Boost Threading

Abstract

With the desire for a platform independent threading library becoming stronger, Boost has started a project to work on this. A threading library is a major piece of work and there are many different things people speaking of when talking of a threading library. The intention of this document is to provide the general framework, allowing the discussions to concentrate on specific, well defined aspects of the threading library. Eventually it should contain a discussion on different alternatives how to address the various problems including idioms, techniques, and library components, as well as a description of library components and potentially necessary language support, suitable for implementation and possibly standardization.

Introduction

For many problems a solutions involving [pseudo] paralellization seems to be reasonable although it is well known that paralellism produces new problems. Apart from simplifying certain tasks paralell executation can also be employed to make optimal use of multiple processors being available. Although solutions can become simpler using multiple threads, a major new problem is introduced: Data consistency can be dwarfed by having multiple threads modifying the same piece of data at the same time. That is, multi threading introduces race conditions. The whole areas of multi threading can be seen as consisting of basically two tasks:

Manipulation of threads, ie. their creation, termination, scheduling, manipulation of thread properties like a thread's priority, etc.
Preventation of race conditions involving all kinds of different techniques including atomic access, locking, and thread local data.

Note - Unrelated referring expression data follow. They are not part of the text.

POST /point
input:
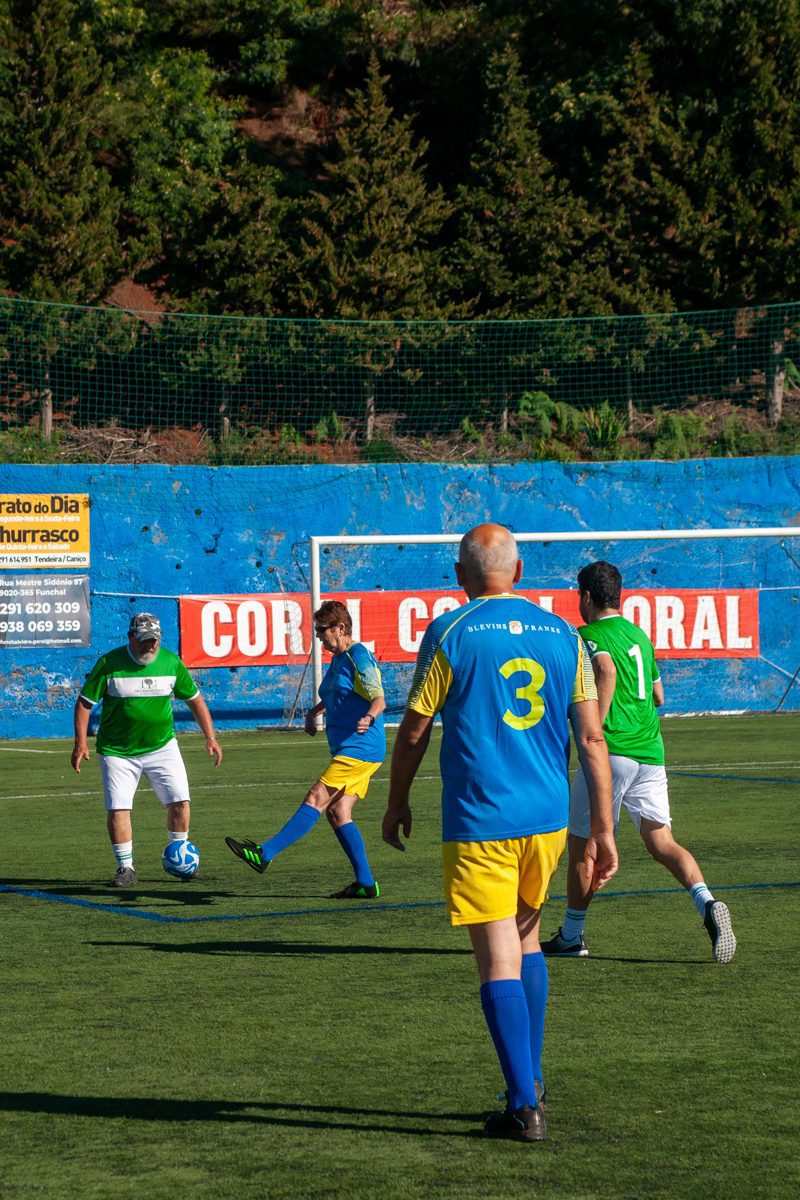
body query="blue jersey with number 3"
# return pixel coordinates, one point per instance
(503, 673)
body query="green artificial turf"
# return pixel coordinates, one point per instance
(260, 1041)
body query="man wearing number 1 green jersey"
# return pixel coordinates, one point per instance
(629, 694)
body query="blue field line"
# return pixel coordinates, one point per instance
(121, 911)
(738, 779)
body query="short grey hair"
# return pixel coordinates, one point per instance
(482, 558)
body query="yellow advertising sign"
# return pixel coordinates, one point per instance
(49, 531)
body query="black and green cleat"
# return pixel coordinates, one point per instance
(250, 852)
(358, 892)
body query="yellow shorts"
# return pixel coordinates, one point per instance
(352, 774)
(483, 880)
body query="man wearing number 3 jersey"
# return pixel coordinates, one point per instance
(629, 690)
(509, 679)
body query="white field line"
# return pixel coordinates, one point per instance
(265, 785)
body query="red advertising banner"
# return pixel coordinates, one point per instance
(276, 629)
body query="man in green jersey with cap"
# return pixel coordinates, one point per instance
(629, 691)
(136, 736)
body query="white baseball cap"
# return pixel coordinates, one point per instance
(145, 627)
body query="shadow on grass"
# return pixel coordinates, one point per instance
(304, 1116)
(186, 893)
(266, 947)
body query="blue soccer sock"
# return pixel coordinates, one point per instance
(295, 828)
(535, 984)
(505, 1009)
(352, 843)
(701, 895)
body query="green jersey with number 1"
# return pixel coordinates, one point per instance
(631, 726)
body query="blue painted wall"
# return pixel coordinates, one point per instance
(166, 531)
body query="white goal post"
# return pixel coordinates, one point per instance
(322, 544)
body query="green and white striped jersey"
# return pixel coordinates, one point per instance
(137, 713)
(631, 727)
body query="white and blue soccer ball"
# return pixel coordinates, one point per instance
(181, 859)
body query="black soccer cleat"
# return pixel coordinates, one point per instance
(559, 948)
(250, 852)
(125, 877)
(717, 923)
(358, 892)
(525, 1125)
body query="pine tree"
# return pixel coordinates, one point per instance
(370, 235)
(528, 246)
(58, 213)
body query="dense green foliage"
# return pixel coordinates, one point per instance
(260, 1042)
(347, 157)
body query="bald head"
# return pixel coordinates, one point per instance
(488, 561)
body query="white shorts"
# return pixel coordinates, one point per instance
(164, 769)
(641, 787)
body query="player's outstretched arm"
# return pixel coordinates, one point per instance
(410, 744)
(310, 724)
(200, 713)
(600, 861)
(376, 708)
(80, 725)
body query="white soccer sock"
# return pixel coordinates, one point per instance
(701, 895)
(124, 853)
(572, 924)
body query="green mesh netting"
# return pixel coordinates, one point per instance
(284, 390)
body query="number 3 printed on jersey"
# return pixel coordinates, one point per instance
(529, 693)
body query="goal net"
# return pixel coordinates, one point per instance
(720, 605)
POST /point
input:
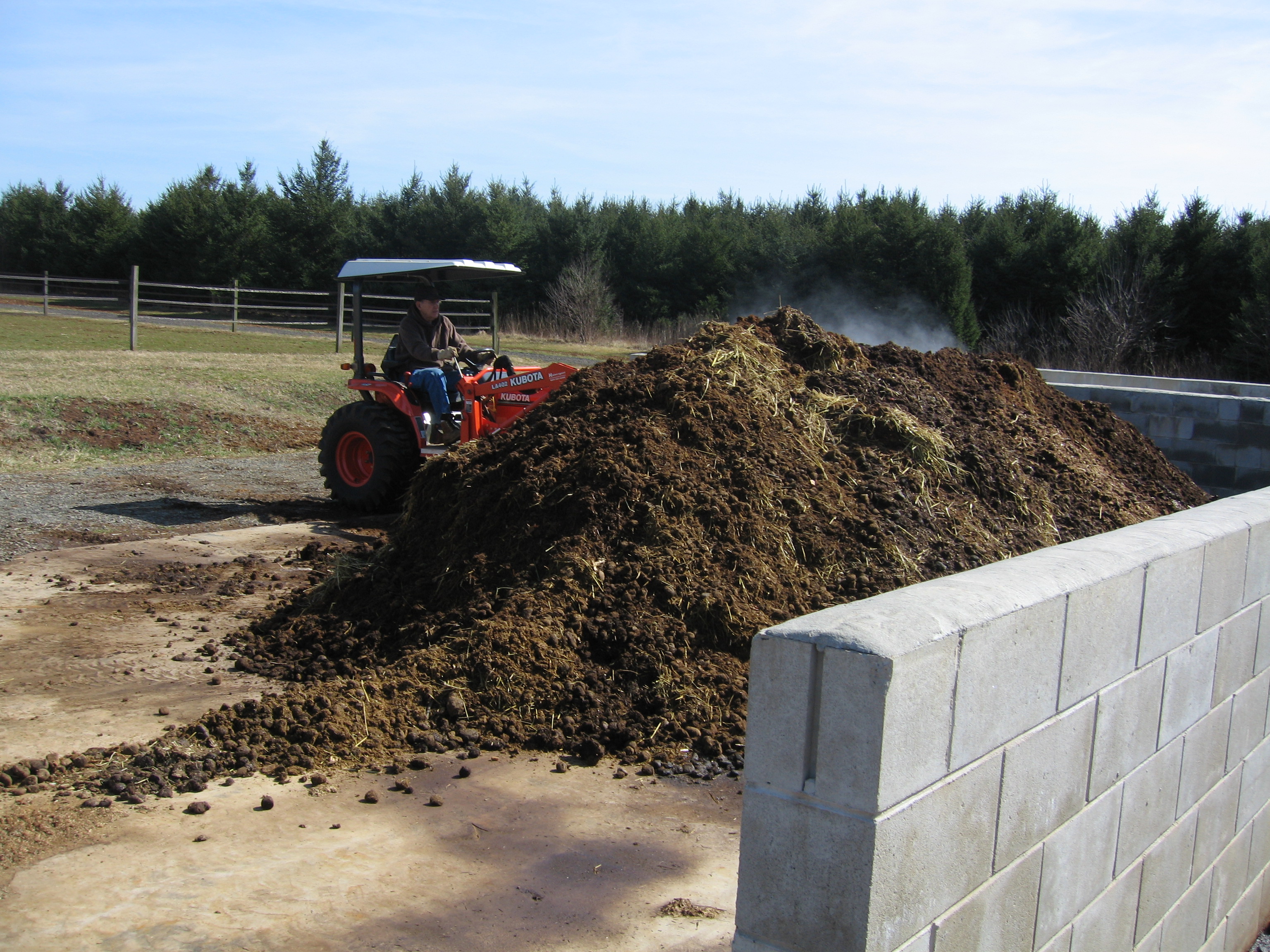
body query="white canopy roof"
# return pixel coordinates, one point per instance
(436, 268)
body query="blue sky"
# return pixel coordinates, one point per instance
(1100, 101)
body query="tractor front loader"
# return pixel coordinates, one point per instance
(371, 447)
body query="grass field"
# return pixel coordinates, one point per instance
(72, 394)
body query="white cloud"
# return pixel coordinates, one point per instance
(1101, 101)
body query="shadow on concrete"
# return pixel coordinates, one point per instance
(173, 511)
(543, 888)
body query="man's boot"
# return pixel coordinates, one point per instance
(445, 431)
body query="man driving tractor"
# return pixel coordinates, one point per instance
(432, 347)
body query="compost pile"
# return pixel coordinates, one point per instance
(588, 581)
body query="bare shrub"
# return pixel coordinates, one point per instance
(581, 301)
(1112, 329)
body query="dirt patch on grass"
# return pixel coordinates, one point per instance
(79, 423)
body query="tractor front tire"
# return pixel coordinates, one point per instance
(368, 455)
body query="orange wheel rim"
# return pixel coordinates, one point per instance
(355, 459)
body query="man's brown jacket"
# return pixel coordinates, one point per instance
(422, 340)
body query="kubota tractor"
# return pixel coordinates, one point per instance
(371, 447)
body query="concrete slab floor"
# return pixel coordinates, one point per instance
(518, 857)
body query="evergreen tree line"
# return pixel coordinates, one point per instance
(1028, 274)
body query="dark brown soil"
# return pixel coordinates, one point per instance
(590, 581)
(134, 424)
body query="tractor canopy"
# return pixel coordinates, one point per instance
(432, 268)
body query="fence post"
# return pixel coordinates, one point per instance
(339, 315)
(133, 309)
(493, 320)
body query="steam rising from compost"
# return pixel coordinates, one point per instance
(907, 320)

Although there are only two major areas, there are lots of thing which can be tought of when talking about a threading library. This is because on many systems there already exist one or even more facilities to deal with threads. Thus, depending on ones view, it does not necessarily make sense to create yet another facility doing the whole work but rather uses what is there, merely adding some form of a wrapper. ... but then, what is going on with systems lacking all multi threading facilities? It is also not at all clear how a wrapper would look like: Should the wrapper cover everything or provide "only" access to the commonly used methods?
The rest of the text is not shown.